Health insurance - Latest VHI hike difficult to justify
The autumn will bring hiked-up fees again for more than 1.5 million VHI members as premiums for its hospital A to E plans increase by 3.8% and option plans will go up by 2.5%.
The history of VHI price increases is like an ever-rising graph. The latest hike, which will be introduced in September, brings the cumulative increase in subscriptions to more than 30% since the general election in 2002. It follows increases of 18% in September 2002 and 8.4% in September 2003.
What will focus people’s attention, and prompt valid questions, is that the latest increase was given the nod by Health Minister Mícheál Martin at a time when the company is expected to shortly announce a surplus of €62 million for the year ended last February.
That represents a virtual doubling of its margin in one year, having had a surplus of €34 million in the previous 12 months.
By any measure, that is a very comfortable cushion for the State health insurer and it is legitimate to query why it wants this latest increase.
Certainly, its customers will resent having to dig deeper for a range of services from a company that has an incredibly healthy balance sheet.
The leap in charges is one that VHI customers will find very difficult to understand, especially as the company enjoyed such a huge a surplus in the last 12 months.
Obviously, the State-owned company has the support of the Minister for Health, who has decided not to invoke his right to veto the increase, the third one in as many years.
It is irrelevant to VHI customers to be informed by a spokesman that their charges are considerably less than in Britain, the United States or some other European countries, or that they may actually be the lowest in the world.

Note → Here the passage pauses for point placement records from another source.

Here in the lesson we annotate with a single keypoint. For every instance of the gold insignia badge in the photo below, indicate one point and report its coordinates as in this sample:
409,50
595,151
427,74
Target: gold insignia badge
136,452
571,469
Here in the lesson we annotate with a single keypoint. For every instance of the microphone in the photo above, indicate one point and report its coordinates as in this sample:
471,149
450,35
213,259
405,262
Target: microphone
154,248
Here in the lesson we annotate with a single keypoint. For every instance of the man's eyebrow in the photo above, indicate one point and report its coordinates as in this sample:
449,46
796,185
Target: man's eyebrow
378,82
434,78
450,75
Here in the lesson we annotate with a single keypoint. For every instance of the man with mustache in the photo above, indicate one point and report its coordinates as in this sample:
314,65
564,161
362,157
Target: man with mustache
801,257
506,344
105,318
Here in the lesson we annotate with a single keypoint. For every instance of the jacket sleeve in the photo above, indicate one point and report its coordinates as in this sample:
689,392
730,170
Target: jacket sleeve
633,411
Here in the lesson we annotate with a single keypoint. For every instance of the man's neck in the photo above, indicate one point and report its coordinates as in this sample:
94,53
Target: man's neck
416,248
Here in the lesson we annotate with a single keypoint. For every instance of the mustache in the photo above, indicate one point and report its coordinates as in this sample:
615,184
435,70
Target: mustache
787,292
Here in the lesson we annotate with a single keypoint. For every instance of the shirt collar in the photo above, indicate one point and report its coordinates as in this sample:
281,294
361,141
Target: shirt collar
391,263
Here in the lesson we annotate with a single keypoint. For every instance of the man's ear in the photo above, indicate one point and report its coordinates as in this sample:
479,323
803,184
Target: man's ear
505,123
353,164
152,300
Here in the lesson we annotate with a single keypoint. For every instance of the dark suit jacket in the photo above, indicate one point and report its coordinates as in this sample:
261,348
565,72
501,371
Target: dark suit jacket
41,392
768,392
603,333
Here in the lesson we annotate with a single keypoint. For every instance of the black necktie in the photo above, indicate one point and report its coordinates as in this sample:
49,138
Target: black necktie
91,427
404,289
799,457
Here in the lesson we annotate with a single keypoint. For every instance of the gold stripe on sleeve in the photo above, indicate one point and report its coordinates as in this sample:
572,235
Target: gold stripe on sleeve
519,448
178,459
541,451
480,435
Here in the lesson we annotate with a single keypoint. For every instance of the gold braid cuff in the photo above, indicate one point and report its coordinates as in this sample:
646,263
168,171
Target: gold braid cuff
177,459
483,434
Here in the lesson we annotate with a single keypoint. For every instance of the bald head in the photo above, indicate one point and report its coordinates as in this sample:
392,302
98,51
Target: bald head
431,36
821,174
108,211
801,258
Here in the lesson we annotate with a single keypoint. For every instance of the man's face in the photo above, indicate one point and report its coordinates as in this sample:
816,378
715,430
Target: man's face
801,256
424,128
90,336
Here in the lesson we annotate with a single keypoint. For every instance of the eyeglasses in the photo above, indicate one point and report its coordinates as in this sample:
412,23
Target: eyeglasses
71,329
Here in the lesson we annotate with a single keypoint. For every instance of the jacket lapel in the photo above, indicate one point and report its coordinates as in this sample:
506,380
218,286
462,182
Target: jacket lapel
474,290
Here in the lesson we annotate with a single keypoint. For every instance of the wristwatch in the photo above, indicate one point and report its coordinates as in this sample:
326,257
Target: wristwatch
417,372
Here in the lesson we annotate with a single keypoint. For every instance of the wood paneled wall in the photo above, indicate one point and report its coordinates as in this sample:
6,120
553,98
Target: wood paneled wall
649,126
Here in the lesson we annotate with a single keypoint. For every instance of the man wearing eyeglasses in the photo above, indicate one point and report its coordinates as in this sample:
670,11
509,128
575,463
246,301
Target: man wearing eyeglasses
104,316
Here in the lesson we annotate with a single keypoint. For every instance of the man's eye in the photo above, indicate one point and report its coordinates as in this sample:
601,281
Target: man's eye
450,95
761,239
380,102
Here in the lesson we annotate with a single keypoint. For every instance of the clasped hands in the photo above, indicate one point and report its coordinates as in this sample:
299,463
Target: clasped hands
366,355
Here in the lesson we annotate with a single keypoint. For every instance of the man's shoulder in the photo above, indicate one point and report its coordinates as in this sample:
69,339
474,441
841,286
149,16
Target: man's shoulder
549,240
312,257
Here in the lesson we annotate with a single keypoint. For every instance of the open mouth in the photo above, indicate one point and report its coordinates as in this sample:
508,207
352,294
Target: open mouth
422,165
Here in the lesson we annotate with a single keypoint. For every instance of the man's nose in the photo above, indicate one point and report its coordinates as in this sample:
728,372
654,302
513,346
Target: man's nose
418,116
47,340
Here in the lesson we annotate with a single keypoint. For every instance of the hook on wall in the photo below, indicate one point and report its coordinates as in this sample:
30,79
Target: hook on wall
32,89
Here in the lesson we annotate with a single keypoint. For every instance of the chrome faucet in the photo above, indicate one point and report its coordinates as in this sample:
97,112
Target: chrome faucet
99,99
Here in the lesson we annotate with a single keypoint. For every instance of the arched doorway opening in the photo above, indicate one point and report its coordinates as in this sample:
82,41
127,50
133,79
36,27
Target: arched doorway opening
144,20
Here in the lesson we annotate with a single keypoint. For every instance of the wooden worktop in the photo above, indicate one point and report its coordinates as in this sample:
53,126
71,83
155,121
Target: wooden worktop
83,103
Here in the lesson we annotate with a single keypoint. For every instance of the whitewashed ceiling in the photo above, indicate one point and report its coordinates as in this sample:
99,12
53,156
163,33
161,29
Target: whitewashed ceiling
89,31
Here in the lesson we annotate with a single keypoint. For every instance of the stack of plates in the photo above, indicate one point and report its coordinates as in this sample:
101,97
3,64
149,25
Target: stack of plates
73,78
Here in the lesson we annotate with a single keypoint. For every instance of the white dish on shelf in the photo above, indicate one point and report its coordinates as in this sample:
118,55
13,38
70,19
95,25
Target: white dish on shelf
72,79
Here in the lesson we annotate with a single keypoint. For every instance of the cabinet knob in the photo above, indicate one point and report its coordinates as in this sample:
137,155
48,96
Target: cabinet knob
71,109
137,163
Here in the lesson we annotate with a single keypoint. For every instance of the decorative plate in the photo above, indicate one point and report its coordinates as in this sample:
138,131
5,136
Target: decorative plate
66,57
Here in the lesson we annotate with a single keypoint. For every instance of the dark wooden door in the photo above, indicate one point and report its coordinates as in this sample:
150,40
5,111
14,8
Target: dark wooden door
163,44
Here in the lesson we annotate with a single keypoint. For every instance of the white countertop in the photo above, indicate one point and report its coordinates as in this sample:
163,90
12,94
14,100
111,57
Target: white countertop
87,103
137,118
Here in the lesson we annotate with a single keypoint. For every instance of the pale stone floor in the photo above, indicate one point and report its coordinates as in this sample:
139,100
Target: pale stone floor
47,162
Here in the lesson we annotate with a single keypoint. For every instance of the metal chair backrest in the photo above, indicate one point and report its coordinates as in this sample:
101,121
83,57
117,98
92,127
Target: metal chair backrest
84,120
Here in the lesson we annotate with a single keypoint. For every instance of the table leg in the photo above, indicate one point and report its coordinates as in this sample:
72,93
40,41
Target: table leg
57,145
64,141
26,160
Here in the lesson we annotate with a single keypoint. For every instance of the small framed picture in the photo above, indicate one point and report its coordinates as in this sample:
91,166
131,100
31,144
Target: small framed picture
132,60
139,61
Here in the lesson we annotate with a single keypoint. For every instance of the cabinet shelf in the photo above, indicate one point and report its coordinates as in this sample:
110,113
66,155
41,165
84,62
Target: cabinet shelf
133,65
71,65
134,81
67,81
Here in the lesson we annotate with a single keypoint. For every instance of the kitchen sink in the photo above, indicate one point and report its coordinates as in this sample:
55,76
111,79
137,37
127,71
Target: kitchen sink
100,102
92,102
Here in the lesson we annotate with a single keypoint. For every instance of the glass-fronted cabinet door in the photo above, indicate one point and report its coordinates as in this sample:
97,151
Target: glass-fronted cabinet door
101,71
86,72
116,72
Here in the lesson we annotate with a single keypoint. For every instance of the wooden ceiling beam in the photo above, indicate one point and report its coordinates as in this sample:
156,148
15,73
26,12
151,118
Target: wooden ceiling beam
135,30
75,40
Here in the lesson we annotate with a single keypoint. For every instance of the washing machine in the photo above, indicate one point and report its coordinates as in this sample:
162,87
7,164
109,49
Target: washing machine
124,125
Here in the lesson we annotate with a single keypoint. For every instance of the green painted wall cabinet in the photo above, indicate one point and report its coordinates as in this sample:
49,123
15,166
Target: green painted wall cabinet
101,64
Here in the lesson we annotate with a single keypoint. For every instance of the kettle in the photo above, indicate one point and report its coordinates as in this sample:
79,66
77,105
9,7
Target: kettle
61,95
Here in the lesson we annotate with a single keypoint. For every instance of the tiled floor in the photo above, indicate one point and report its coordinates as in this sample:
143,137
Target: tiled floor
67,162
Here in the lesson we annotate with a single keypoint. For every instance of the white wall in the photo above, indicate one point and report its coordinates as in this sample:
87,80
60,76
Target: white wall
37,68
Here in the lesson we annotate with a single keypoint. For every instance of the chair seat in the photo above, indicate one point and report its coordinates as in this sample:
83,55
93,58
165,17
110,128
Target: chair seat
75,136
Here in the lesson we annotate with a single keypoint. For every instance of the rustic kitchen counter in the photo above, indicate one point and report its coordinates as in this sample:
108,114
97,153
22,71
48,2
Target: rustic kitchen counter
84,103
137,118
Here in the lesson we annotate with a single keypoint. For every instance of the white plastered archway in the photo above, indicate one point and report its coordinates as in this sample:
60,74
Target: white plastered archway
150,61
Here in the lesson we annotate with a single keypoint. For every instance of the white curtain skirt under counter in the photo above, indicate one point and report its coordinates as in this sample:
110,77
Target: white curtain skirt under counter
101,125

The fact is, the insurance company appears to have carte blanche, insofar as the Government is concerned, in deciding to increase its charges.

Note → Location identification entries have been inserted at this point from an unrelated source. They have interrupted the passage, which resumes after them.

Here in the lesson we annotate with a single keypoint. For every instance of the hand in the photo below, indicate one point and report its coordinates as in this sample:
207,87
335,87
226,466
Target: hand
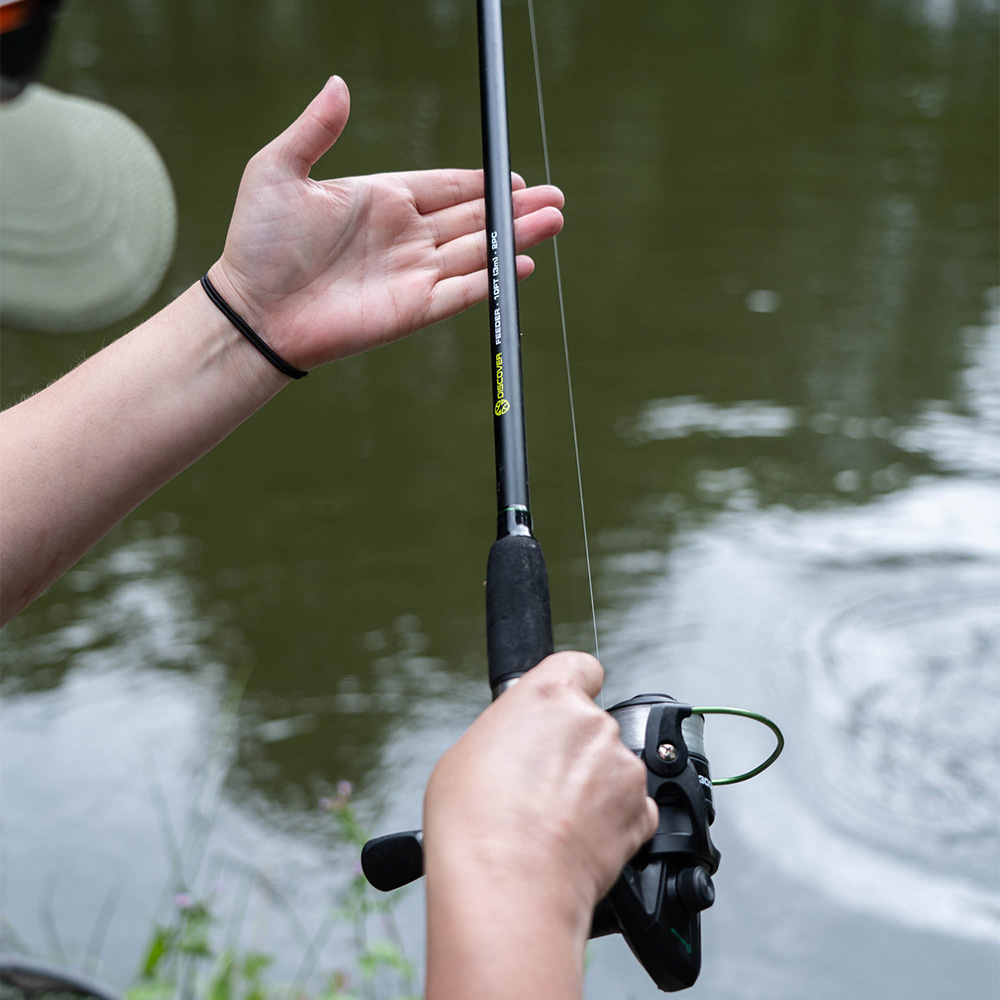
541,789
326,269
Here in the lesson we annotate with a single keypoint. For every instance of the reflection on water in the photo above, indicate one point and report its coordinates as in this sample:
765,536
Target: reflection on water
780,265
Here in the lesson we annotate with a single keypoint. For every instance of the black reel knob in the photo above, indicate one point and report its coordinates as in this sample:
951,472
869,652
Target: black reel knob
692,889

Only once did the minister intervene to deny the VHI an increase, so it is hardly surprising that in the space of three years premiums have spiralled by 42%.

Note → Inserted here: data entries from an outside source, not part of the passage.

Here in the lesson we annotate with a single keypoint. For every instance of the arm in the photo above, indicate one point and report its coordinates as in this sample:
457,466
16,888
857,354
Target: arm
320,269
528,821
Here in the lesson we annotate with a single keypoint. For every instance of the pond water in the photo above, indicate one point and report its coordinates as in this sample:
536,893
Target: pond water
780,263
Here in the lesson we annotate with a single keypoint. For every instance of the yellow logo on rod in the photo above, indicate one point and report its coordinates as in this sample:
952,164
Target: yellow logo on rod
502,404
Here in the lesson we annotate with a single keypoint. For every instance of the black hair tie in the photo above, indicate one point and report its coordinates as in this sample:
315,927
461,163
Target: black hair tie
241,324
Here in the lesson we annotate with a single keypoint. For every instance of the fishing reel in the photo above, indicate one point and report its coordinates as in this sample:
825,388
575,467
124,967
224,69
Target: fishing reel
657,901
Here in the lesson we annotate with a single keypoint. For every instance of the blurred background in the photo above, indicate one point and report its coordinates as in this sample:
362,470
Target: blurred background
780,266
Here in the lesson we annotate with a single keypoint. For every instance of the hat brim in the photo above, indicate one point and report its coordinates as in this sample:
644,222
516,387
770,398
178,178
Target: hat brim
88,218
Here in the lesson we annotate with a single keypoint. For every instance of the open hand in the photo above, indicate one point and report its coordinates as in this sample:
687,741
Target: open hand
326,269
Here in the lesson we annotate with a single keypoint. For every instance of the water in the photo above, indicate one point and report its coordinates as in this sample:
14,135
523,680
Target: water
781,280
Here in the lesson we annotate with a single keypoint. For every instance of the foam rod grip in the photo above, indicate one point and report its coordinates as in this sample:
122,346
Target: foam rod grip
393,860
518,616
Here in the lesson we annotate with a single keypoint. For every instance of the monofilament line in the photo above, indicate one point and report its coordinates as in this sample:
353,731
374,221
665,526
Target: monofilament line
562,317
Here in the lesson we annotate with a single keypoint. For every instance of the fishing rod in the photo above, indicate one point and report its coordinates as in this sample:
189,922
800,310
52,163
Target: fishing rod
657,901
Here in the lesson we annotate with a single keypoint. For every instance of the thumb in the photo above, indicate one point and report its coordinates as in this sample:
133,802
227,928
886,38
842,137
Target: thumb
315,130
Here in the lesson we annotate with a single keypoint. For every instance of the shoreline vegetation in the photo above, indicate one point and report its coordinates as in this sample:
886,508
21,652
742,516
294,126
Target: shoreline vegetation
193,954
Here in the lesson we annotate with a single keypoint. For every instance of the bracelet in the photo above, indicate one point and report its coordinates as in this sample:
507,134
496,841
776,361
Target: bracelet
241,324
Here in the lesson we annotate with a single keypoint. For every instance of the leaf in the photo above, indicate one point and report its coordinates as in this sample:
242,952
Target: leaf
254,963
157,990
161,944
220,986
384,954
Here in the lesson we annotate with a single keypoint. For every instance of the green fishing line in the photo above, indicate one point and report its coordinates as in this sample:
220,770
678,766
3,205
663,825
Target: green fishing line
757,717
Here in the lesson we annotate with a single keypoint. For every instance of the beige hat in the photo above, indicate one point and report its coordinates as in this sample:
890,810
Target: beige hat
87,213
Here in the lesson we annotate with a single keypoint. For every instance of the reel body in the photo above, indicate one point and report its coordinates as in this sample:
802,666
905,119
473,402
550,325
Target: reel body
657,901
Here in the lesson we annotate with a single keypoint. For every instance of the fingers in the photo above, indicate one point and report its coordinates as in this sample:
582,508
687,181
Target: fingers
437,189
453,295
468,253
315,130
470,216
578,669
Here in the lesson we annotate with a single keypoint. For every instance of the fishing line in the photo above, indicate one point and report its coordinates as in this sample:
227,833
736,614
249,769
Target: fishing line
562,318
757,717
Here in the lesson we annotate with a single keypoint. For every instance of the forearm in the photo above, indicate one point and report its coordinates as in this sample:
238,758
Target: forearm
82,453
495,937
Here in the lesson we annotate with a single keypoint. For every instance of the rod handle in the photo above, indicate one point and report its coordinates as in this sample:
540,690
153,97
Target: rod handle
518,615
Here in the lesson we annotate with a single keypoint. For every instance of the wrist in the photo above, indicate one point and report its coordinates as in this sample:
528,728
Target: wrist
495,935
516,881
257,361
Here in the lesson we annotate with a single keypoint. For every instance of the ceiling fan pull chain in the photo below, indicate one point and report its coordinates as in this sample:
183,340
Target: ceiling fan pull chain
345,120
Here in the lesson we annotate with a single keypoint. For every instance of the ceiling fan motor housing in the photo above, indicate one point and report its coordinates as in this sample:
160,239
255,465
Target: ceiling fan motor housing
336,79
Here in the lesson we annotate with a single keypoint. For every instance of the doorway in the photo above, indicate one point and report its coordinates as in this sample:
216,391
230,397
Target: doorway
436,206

The VHI has recently justified its latest application on the grounds that it is significantly less than previous years and is also considerably less than the rate of increase in the cost of medical care, which is running at more than 10% per annum.
Also, the revenue generated by the latest increases would only be used to finance new benefits and services such as coverage at a new private hospital in Galway and enhanced maternity and MRI benefits.
Despite that, the opposition parties have been critical of this latest increase and the ease with which the minister seems to accept the case put forward by the VHI.
Some quarters suspect that privatisation of the insurer could be on an agenda in the longer term, especially given that already there is a bill to change the corporate status of VHI.